Tuesday, 1 May 2007

What's wrong with a bit of pot?

I was asked this question a number of years ago by a Christian girl I'd known on camp. Everyone around her was smoking it and she was just confused about what the problem was. She kind of felt that she as a Christian shouldn't, was tempted, and couldn't come up with loads of good reasons not to. And it got me thinking really: what is having a joint all about? I've met this issue a number of times subsequently in various forms, including having a guy high as a kite in Bible study (not to be recommended). By the way, it's funny that we don't really talk about drugs (apart from alcohol) more when actually everyone around us is doing them. I guess it's cos we don't meet (more illegal) drugs that much in our little subcultures. Perhaps we need to get out more?

Now, it seems that drug-taking can have a whole range of motivations and contexts:

1. It can be a kind of secular spirituality i.e. a seeking after transcendence and meaning.

2. It can be self-medication, alleviation from pain and escape from trauma.

3. It can be about the appeasing of withdrawal symptoms once dependent.

4. It can be about pushing boundaries and experimentation.

But the key thing in all of these motivations (apart from nr. 3) is that experience is the answer.
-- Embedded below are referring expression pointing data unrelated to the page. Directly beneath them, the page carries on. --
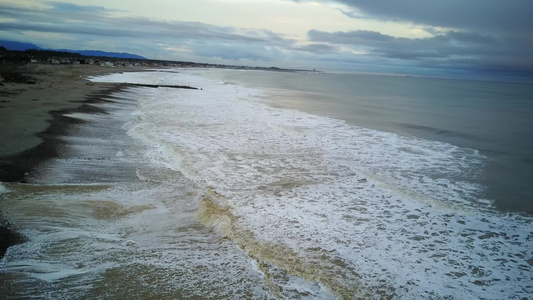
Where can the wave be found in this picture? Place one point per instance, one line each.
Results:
(361, 212)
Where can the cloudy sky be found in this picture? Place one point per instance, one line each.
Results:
(484, 39)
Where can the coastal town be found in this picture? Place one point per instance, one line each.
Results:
(68, 58)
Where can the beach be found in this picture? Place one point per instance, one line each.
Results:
(225, 192)
(32, 98)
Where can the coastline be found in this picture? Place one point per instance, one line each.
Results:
(33, 101)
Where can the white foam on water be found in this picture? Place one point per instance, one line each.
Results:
(403, 213)
(355, 212)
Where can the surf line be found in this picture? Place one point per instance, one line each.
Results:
(163, 85)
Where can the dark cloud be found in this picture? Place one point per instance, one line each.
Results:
(464, 51)
(477, 15)
(98, 23)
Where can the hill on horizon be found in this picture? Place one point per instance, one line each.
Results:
(22, 46)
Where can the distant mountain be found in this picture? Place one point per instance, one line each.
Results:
(11, 45)
(102, 53)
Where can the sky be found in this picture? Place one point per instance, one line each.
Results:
(479, 39)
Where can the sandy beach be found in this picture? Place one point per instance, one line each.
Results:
(32, 100)
(29, 97)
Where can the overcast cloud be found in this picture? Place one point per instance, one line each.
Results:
(476, 38)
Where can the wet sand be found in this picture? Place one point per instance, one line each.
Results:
(32, 100)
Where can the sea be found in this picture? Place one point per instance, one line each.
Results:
(283, 185)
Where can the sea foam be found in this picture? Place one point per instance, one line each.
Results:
(364, 213)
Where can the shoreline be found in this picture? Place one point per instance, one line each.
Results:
(33, 102)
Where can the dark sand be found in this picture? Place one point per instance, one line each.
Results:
(33, 98)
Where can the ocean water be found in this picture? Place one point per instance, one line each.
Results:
(265, 185)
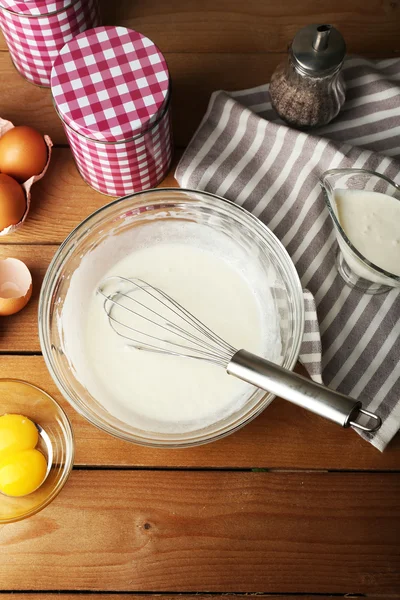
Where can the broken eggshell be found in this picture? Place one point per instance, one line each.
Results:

Drugs are about pure experience - reality, truth, morality, hope, relationships etc are all transcended or relativized (temporarily). Experience is everything. Drugs are, in a sense, the logical end of the postmodernism preoccupation with experience. It's interesting that the postmodern philosopher Michel Foucault was a massive experimenter in all kinds of drugs.

Compare two modern dystopias. Orwell's 1984 envisaged a society controlled by a Stalinist state of Big Brother, but Aldous Huxley in Brave New World envisaged a society controlled by drug-induced pleasure where truth and art have been removed. Which one is is more like us?! Drugs are just everywhere and really are one of the icons of our age. Inner cities are obviously blighted by drugs, but the issue is just as big among City professionals. The point is: any culture giving itself over to drug-induced experiences (and I'm including alcohol here) has got a major problem. This is not just because of physical addiction, violence and crime, but because such a society can no longer be truly free. It has abdicated freedom and truth for 'happiness'. I reckon we're moving more and more towards this - experience itself as the means of transcending the limitations and dissatisfactions of our lives.

"What's wrong with a bit of pot?" One answer is: the only real way to gain transcendence without making myself a slave is with Christ. Pot will always enslave me inside my own head. It not forgive me my sin, nor will it give me eternal life.